Now we live above a restaurant. It is a small room, almost like a closet. No windows. Mother works as a waitress downstairs. Besides waitressing, she does a number of other things. There is a popular hotel in town so we go together once a week to see pilgrims from Africa. People in the neighborhood pay to send letters and money to their relatives in Nigeria and Ghana and Sudan and Eritrea through the pilgrims, as illegal immigrants cannot bank in Israel (many people, including mother, sew their money onto their clothes). She also buys dried stock fish, egusi seeds and Oha leaves from them, selling them at a profit in our neighborhood. On Saturdays, she braids some of the neighborhood women's hair.
She used to let me sleep on the bed while she slept on the floor. But she moaned and yelled in her sleep and complained of constant backaches, so I took out some money from my England savings and bought a used cot for myself. When mother saw the cot she shook her head and said ''Now we have no standing room''. But she sleeps soundly now.

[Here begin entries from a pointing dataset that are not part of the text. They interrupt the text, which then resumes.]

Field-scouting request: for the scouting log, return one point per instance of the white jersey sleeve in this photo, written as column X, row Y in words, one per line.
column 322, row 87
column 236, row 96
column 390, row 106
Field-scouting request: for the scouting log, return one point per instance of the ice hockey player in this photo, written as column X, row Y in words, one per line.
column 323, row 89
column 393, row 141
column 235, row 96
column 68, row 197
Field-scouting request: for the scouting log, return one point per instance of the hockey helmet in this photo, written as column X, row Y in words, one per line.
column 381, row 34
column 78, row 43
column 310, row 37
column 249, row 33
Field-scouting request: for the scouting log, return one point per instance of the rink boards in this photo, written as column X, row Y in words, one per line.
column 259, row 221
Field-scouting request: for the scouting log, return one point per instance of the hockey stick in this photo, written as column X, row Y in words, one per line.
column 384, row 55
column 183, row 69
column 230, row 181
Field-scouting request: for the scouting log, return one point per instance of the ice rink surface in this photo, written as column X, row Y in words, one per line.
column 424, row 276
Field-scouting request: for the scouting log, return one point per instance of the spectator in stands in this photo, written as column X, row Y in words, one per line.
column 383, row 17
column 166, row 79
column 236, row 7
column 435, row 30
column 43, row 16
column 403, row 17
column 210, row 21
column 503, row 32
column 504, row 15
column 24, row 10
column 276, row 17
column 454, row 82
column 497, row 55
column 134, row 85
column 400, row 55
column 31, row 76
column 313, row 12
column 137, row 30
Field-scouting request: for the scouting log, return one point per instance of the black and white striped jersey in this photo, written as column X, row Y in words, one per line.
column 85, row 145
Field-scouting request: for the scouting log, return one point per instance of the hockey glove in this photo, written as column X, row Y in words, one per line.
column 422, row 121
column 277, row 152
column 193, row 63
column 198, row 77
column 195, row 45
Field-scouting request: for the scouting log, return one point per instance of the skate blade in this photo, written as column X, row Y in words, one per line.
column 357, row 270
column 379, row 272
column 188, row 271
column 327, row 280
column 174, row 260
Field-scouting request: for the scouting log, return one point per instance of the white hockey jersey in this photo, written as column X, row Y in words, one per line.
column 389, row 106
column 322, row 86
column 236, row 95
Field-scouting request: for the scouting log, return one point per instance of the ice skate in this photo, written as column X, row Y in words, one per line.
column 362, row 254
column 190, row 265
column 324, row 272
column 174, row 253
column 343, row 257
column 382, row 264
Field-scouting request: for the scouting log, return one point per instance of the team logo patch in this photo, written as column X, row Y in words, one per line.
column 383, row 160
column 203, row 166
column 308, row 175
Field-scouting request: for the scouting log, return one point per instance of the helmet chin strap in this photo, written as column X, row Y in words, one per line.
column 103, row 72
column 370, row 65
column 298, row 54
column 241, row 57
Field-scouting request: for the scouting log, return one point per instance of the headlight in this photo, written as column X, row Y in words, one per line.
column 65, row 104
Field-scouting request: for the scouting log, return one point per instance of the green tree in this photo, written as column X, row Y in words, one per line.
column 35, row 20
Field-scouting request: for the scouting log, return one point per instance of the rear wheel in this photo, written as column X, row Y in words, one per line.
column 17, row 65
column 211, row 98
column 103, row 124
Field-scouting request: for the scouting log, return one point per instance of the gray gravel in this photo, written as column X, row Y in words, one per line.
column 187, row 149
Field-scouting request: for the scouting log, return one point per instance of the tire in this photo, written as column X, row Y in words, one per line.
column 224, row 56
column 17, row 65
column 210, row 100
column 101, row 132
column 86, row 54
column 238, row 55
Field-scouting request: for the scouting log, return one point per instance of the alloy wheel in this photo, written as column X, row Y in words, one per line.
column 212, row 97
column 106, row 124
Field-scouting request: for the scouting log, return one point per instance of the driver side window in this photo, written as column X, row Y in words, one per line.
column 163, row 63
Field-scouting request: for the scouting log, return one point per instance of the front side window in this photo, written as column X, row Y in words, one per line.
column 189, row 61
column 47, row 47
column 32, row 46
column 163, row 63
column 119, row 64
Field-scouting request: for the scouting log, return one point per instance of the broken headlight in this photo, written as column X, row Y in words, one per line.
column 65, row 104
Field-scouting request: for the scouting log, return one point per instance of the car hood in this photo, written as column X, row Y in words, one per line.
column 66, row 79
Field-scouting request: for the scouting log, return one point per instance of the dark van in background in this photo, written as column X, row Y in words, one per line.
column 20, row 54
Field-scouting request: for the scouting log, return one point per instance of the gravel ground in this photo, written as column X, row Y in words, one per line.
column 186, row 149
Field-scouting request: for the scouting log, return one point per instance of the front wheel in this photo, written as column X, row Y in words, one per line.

Mother sold the radio and bought a cabinet which she's started to stock with books. Novels. History books. Science books. Old books. New books. Books written in Hebrew and in English and sometimes, in Russian. ''Read, Asmara'', she says. ''Read. We won't be illegal forever.'' I believe her.
Note: Originally published in 2014, DoveTales, an International Journal of the Arts.
Author's Note
''Illegal'' was second place in the 2013 Writing for Peace Prize and was inspired by my mother's anecdotes following a pilgrimage to Israel in 2001. I was about six years old when she returned, and the stories she told, of the immigrants' losing contact with everything before the present, of daily humiliations too many and too much to write about made me wonder, too simplistically perhaps, why the immigrants did not just up and go home.
When I started the research on this story just over a decade later, it shocked me how many people still held on to the view that maturity and experience had taught me to discard. These immigrants could not just up and go; Israel was theirs as much as anyone else's, for better or worse.
Nneoma Ike-Njoku is a Nigerian writer and freelance editor. Her work has appeared or is forthcoming in Transition Magazine, The Kalahari Review, Ya Afriika, Interfictions: A Journal of Interstitial Arts, and Afrikana.ng.